No pé da escada um oficial de justiça estava conversando com um procurador de causas. O primeiro dizia que Ângelo lhe devia ainda uma dezena de intimações atrasadas; o segundo viera cobrar o restante de um débito, proveniente de trabalhos que o jovem bacharel o encarregara fora da cidade. O procurador dizia ao oficial:
— O dinheiro que o homem apanha é pouco para comédias, presentes, passeio a carro e outras loucuras.
O oficial respondeu ao procurador:
— Um dia destes tive em minhas mãos um requerimento chamando-o a
conciliação por trezentos mil-réis que ele deve ao Pereira, que tem loja de fazendas na Rua do Queimado. Não quis encarregar-me da citação para o doutor não dizer que, se ele não me devesse, eu não me animaria a citá-lo.
Ainda quando Martins não formasse do estado de Ângelo o juízo mais aproximado, estes esboços feitos a carvão, como os desenhos obscenos dos moleques nas paredes, foram mais que bastantes para que de tal estado não lhe restasse a menor dúvida.
E, dando o devido desconto ao que ouvira, encaminhou-se para o ponto onde exercia a sua indústria, e aí se deixou ficar até às duas horas; trinta minutos depois, entrou novamente no escritório.
— Estás mal comigo, Ângelo? — perguntou ao entrar.
— É a mim que me cabe fazer-te esta pergunta.
— Estive ontem à noite em tua casa. Tinhas ido ao teatro. Tomei chá com tua mãe e tuas tias. Vi teus irmãos. Um deles pareceu-me estar já perdendo ao ano.

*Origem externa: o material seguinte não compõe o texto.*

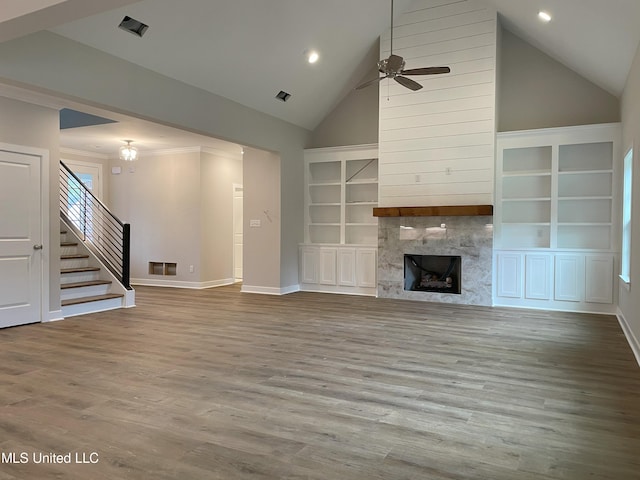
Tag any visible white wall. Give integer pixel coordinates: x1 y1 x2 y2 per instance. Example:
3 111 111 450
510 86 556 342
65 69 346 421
307 42 380 148
0 97 60 318
242 148 282 294
619 42 640 362
498 30 620 132
60 148 110 207
110 151 201 286
379 0 497 207
0 31 310 287
110 147 242 288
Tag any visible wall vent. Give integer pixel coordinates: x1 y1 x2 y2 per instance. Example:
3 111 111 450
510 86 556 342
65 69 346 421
118 16 149 37
276 90 291 102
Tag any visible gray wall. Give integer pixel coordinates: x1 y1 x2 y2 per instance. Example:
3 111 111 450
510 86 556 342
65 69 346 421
619 44 640 362
110 149 242 287
60 149 111 206
498 30 620 132
0 97 60 312
0 31 310 287
307 42 380 148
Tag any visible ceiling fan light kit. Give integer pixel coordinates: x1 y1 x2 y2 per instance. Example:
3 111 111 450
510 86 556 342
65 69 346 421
356 0 451 92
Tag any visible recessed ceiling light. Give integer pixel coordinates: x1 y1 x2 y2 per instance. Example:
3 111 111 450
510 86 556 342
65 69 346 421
538 10 551 23
307 50 320 63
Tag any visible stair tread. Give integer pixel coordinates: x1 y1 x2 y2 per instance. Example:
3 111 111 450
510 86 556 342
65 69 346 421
60 253 89 260
60 267 100 274
61 293 124 307
60 280 113 290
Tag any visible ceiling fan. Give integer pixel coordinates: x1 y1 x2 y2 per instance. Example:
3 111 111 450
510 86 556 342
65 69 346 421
356 0 451 92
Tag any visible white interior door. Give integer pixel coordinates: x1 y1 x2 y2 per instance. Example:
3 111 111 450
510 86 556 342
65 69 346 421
233 183 244 282
0 150 43 328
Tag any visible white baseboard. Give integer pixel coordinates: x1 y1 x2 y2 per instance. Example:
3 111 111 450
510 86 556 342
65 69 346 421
616 308 640 366
42 310 64 323
280 285 300 295
240 284 300 295
131 278 235 290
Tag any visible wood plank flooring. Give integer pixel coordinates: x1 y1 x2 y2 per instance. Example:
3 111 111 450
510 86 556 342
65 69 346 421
0 286 640 480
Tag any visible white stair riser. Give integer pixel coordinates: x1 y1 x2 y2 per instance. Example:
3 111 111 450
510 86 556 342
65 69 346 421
60 258 89 268
60 272 100 283
60 285 111 300
62 298 123 318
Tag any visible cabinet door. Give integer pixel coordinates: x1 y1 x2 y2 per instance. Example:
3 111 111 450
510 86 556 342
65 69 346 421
554 255 584 302
585 255 613 303
524 254 551 300
319 248 337 285
356 248 378 288
300 247 319 283
496 253 522 298
338 248 356 287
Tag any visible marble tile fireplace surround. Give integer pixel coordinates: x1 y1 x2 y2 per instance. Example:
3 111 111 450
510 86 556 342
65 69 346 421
378 215 493 306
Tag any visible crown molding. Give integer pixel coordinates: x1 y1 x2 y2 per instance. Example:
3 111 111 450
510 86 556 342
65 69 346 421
60 147 110 160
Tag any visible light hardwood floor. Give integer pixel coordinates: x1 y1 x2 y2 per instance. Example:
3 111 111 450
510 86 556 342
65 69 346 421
0 286 640 480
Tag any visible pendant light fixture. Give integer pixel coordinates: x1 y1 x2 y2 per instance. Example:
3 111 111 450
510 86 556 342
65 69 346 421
120 140 138 162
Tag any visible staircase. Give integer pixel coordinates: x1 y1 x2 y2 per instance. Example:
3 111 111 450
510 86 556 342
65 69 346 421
60 162 135 317
60 230 125 317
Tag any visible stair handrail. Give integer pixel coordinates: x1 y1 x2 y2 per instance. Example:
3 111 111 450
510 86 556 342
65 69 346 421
60 161 133 290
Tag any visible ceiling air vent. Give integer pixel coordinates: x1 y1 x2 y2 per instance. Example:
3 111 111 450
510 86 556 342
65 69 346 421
118 16 149 37
276 90 291 102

— Conheces algum mestre brando, benévolo e paciente? Não quero expor meus irmãos ao desamor de certos professores que tornam odioso aos meninos o mister de aprender.
— Tenho um primo que é um professor exemplar. Falar-lhe-ei amanhã. sobre a entrada de teu irmão na sua escola; e, na semana vindoura, pode o menino começar o trabalho. Mas - mudando de assunto - qual a razão do teu afastamento de minha casa. Lá ninguém tem ofendeu.
— Não tenho aparecido por estar muito sobrecarregado com trabalhos; — Forenses?
— Na maior parte.
— Queria-me parecer, ao entrar aqui, o contrário do que estás dizendo. Há três para quatro meses que não venho ao teu escritório, e em tão curto espaço de tempo noto agora grande diferença. Então, via-se o escritório ordinariamente cheio de clientes; hoje, vejo-o deserto. Somos três os que estão aqui - eu, tu, e ali o Sr. Jacinto, matando moscas. Como vais com o teu jornal.
— Agoniza. Muitos dos assinantes não renovaram as assinaturas e ver-me-ei na contingência, se não entrarem novos que compensem os que não tornaram, de suspender a publicação.
— Deves à tipografia?
— Estou num pequeno atraso.
— Entretanto, há quatro meses era próspero o estado do jornal. Não se deverá atribuir o resfriamento dos assinantes à publicação quase exaustiva de traduções e transcrições, em vez de artigos originais, em que até certo tempo te mostraste tão fecundo?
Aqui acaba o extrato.